Whether such success can be replicated on a large scale is uncertain, but the evidence is encouraging. A study by Dr. Ira Chasnoff and his staff at Chicago-based NAPARE followed 300 cocaine-exposed babies who, along with their mothers, received intensive postnatal intervention. Of 90 children tested at age 3, 90% showed normal intelligence, 70% had no behavioral problems, and 60% did not need speech therapy.

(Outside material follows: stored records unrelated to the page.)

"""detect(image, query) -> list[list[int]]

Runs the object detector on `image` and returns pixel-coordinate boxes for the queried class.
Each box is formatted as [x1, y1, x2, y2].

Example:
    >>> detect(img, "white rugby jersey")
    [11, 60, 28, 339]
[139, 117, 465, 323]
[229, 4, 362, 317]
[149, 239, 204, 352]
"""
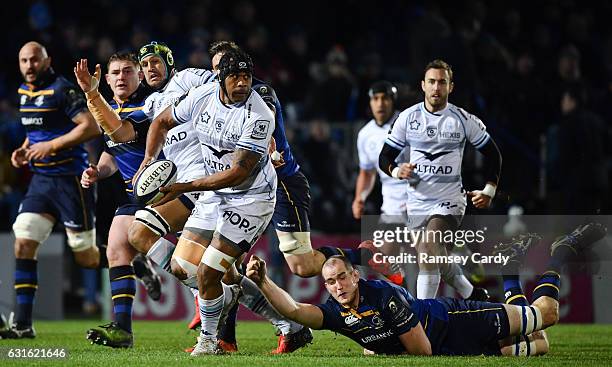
[356, 112, 408, 215]
[171, 82, 276, 196]
[385, 102, 490, 202]
[163, 122, 205, 183]
[143, 68, 215, 182]
[143, 68, 215, 119]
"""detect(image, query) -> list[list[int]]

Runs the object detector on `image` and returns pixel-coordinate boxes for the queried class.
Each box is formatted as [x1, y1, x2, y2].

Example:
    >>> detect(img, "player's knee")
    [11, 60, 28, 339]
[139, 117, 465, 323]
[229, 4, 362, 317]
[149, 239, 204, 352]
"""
[133, 208, 171, 241]
[171, 257, 200, 288]
[67, 229, 96, 253]
[13, 213, 54, 251]
[127, 221, 155, 253]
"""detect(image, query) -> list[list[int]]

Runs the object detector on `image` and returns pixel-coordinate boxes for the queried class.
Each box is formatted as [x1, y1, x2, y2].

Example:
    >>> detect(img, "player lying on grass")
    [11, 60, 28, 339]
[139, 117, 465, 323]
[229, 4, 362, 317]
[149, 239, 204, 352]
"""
[245, 222, 607, 355]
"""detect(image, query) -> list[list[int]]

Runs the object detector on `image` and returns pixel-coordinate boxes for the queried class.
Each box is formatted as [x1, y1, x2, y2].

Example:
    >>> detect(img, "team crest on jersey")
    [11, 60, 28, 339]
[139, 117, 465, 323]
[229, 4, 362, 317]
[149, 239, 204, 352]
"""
[371, 315, 384, 327]
[409, 120, 420, 130]
[34, 95, 45, 107]
[200, 111, 211, 124]
[251, 120, 270, 140]
[215, 119, 225, 132]
[427, 126, 437, 138]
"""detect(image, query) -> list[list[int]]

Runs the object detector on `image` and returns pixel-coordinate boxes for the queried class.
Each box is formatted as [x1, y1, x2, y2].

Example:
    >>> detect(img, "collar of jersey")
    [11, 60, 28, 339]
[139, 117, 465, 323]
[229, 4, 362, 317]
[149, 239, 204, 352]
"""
[216, 85, 247, 109]
[421, 101, 449, 116]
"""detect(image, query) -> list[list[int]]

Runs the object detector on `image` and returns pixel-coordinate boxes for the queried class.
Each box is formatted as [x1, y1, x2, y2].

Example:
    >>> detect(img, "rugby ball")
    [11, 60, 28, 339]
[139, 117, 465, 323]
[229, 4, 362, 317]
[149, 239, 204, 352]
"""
[134, 159, 177, 205]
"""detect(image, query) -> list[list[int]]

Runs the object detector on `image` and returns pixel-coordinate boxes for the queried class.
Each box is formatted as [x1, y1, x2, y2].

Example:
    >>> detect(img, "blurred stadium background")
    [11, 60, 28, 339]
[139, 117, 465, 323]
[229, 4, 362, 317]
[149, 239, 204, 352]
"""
[1, 0, 612, 342]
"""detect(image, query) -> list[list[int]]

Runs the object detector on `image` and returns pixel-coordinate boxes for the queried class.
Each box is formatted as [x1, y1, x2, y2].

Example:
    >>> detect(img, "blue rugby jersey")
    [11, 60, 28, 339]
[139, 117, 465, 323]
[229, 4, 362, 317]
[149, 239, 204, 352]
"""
[18, 71, 89, 175]
[104, 85, 161, 197]
[316, 279, 449, 354]
[252, 77, 299, 179]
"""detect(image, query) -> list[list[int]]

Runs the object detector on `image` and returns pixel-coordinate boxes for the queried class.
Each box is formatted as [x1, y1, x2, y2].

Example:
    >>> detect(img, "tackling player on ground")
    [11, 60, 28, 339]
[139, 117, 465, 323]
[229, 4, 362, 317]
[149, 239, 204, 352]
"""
[245, 222, 607, 355]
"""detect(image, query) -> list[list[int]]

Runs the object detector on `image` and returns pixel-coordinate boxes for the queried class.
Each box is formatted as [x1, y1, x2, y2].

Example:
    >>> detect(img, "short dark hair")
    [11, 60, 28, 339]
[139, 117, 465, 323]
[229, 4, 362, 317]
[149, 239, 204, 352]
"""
[424, 59, 453, 82]
[107, 52, 140, 71]
[322, 255, 354, 273]
[208, 40, 239, 57]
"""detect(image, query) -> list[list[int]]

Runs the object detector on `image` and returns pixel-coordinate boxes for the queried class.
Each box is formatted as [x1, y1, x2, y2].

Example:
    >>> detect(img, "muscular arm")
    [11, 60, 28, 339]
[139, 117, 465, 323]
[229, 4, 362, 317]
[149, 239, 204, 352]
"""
[52, 111, 100, 150]
[143, 106, 176, 163]
[247, 255, 324, 329]
[258, 275, 325, 330]
[178, 148, 262, 192]
[398, 323, 432, 355]
[95, 151, 119, 179]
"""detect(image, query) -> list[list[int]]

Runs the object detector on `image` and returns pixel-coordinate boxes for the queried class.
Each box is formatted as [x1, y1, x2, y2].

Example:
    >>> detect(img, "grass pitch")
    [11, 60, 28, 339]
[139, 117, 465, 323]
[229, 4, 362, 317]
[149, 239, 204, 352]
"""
[1, 321, 611, 366]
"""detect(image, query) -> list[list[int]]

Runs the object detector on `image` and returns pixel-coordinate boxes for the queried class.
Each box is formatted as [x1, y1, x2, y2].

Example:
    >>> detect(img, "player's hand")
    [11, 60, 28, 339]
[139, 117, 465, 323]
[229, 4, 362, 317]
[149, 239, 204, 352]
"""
[10, 147, 29, 168]
[132, 156, 156, 187]
[81, 164, 99, 188]
[246, 255, 267, 286]
[151, 182, 188, 208]
[25, 141, 54, 160]
[74, 59, 101, 93]
[271, 150, 285, 168]
[467, 190, 492, 209]
[396, 163, 416, 179]
[352, 198, 364, 219]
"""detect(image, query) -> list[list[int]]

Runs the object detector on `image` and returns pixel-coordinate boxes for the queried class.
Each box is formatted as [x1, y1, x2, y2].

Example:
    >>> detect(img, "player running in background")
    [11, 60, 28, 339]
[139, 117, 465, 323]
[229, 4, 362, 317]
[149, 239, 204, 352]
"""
[73, 52, 163, 347]
[0, 42, 100, 339]
[379, 60, 502, 299]
[245, 221, 607, 356]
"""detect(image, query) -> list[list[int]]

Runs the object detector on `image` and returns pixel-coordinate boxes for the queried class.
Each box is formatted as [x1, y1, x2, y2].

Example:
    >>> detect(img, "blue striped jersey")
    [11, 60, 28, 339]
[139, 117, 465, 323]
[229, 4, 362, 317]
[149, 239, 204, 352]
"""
[18, 71, 89, 175]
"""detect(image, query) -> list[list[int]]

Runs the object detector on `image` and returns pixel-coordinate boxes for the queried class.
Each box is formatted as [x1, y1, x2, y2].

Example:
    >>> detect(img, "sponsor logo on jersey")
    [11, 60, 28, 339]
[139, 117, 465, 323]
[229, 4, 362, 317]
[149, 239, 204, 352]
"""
[222, 210, 257, 233]
[20, 95, 27, 105]
[414, 164, 453, 175]
[204, 156, 231, 171]
[21, 117, 43, 126]
[439, 131, 461, 140]
[360, 330, 393, 344]
[371, 315, 384, 327]
[251, 120, 270, 140]
[414, 150, 451, 162]
[344, 314, 359, 326]
[409, 120, 420, 130]
[165, 131, 188, 146]
[204, 144, 233, 159]
[106, 138, 136, 148]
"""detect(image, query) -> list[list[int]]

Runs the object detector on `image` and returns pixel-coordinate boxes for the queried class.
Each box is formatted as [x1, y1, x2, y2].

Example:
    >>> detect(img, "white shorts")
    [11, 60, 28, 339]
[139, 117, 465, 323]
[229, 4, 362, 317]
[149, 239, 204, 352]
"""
[405, 197, 466, 229]
[184, 193, 276, 252]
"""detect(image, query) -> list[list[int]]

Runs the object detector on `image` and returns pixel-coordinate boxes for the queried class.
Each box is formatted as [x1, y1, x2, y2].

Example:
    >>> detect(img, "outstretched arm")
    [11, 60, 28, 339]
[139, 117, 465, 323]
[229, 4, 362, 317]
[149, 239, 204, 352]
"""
[74, 59, 135, 142]
[246, 255, 325, 329]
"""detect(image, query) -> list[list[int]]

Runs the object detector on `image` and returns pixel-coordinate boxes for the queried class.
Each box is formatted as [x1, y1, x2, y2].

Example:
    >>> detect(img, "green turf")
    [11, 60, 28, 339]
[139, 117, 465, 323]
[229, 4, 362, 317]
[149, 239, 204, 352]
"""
[0, 321, 611, 366]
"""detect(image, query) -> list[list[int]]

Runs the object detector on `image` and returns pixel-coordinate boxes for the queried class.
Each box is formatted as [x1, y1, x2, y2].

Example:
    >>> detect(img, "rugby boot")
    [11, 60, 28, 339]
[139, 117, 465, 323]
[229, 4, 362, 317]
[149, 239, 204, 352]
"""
[493, 233, 542, 269]
[190, 335, 224, 356]
[0, 313, 36, 339]
[358, 240, 405, 285]
[550, 223, 607, 256]
[86, 322, 133, 348]
[271, 327, 313, 354]
[132, 253, 162, 301]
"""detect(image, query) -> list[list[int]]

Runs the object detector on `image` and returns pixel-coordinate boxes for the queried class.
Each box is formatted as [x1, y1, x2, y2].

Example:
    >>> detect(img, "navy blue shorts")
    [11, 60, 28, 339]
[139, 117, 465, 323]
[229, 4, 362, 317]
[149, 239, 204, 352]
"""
[114, 203, 143, 216]
[18, 173, 95, 231]
[273, 170, 310, 232]
[437, 298, 510, 356]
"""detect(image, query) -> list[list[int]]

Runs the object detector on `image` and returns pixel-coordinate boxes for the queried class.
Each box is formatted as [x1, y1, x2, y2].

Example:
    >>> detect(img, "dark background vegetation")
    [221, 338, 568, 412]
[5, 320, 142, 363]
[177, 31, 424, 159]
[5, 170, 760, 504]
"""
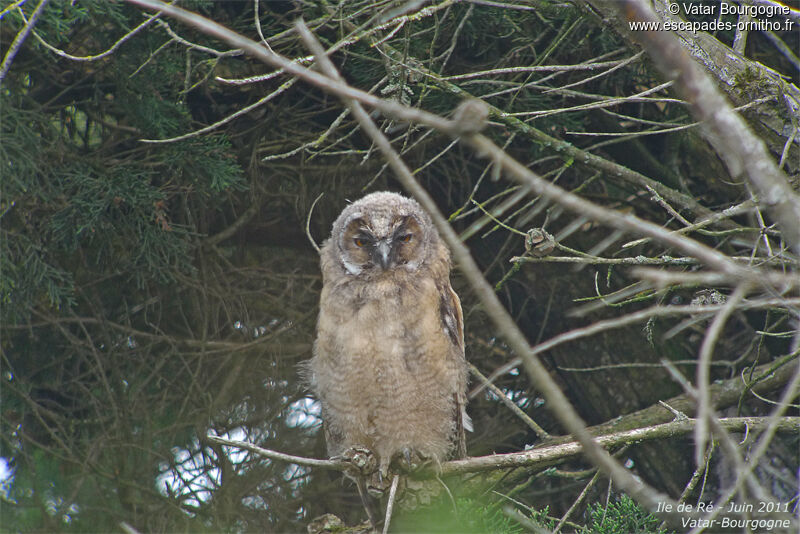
[1, 0, 798, 532]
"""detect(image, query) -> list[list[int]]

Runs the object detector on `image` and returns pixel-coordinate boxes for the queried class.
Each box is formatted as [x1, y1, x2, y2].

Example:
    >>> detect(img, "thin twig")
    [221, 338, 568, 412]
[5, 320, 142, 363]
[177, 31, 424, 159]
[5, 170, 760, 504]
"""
[306, 193, 323, 253]
[476, 299, 800, 397]
[438, 416, 798, 476]
[552, 470, 601, 534]
[141, 77, 299, 143]
[544, 51, 644, 93]
[469, 363, 550, 439]
[633, 268, 800, 289]
[18, 1, 162, 62]
[206, 435, 348, 470]
[441, 58, 639, 81]
[0, 0, 50, 84]
[510, 255, 795, 266]
[622, 200, 757, 249]
[203, 196, 264, 248]
[154, 19, 243, 57]
[694, 285, 749, 468]
[514, 81, 675, 119]
[382, 474, 400, 534]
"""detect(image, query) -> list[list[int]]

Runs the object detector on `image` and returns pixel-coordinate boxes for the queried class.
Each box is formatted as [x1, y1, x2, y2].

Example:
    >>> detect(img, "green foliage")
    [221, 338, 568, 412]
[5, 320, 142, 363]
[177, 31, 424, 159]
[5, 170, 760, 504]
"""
[0, 1, 248, 321]
[1, 98, 75, 319]
[1, 2, 256, 528]
[392, 497, 525, 534]
[529, 505, 559, 530]
[9, 0, 133, 50]
[583, 495, 673, 534]
[161, 137, 247, 193]
[0, 234, 77, 316]
[0, 100, 44, 196]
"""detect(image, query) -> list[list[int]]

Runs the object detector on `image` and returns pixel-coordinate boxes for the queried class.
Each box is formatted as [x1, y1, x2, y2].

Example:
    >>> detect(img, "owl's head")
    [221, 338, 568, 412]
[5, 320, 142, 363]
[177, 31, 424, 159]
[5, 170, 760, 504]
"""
[329, 192, 438, 276]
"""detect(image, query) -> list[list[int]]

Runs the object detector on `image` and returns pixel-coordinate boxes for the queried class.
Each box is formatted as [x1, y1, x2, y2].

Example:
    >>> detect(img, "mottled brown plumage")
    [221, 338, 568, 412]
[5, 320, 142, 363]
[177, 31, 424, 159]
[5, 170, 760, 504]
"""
[307, 192, 470, 480]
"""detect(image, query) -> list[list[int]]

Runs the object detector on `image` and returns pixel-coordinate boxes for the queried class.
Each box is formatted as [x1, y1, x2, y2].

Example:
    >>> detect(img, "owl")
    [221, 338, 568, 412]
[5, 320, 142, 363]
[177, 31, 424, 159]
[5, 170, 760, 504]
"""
[307, 191, 471, 483]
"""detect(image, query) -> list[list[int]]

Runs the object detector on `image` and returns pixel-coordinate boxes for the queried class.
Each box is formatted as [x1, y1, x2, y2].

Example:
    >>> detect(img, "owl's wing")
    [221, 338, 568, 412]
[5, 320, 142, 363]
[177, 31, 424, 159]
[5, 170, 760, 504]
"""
[440, 282, 472, 459]
[440, 283, 464, 353]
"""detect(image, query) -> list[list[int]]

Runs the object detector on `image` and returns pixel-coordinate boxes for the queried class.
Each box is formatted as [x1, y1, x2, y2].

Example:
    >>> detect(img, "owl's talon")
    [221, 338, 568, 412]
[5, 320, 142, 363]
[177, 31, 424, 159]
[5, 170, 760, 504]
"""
[391, 447, 429, 473]
[335, 446, 377, 478]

That may be less than complete success, but considering the horrible blow these children suffered before birth, it is remarkable that so many can be helped so much. The studies suggest that early intervention can give the children a fighting chance of leading reasonably normal lives. Such a payback seems more than enough to justify a far greater investment in treatment and rehabilitation. Today's crack kids may be a troubled generation, but they do not have to be a lost generation -- unless society abandons them.